Am Mittwoch ging es rund in Burghausen (Bayern). Es ist Mittag, die Sonne scheint, als plötzlich viele Menschen in Anzügen und mit Aktentaschen auftauchen. Es sind drei Richter da, viele Medienvertreter.
Der Grund: Die Brücke über die Salzach. Auf der darf man nämlich seit Anfang 2021 zwar von OÖ nach Deutschland aber nicht mehr zurück fahren.
Es wurde eine Einbahn eingerichtet. So soll die Altstadt von Burghausen verkehrsberuhigt werden, auch "Sicherheitsgründe" werden angeführt.
Der Österreicher Hannes Preishuber (53) wollte sich damit nicht abfinden. Der Firmenchef arbeitet in Burghausen, muss pendeln. Und sollte jetzt jedes mal einen Umweg von 2,4 Kilometer fahren.
Preishuber hat sich intensiv mit der Materie beschäftigt.

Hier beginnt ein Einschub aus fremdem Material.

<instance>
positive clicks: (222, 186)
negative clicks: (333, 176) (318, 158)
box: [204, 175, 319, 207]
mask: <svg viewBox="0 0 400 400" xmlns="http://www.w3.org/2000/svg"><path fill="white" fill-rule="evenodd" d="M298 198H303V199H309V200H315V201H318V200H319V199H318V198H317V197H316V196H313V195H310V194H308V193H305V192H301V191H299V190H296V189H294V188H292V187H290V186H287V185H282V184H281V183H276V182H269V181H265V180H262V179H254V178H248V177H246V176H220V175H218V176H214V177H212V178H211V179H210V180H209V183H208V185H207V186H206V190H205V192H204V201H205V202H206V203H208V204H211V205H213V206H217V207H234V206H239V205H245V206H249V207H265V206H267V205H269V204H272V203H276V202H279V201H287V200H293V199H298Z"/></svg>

Und er ist der Meinung: "Das ist ein klarer Rechtsbruch". Beim Verwaltungsgericht in München hat er geklagt (mehr hier).
Und deshalb gab es nun den ersten Termin. Drei Richter waren da, wollten sich vor Ort anschauen, wie sich die Einbahn auf den Verkehr zwischen Burghausen und Hochburg-Ach auf OÖ-Seite auswirkt, welchen Umweg die 2.000 Pendler jeden Tag fahren müssen.
Zwei Stunden lang schauten und notierten die Juristen, dann fuhren sie wieder zurück. Fortsetzung folgt: Ende März ist ein Gerichtstermin in München.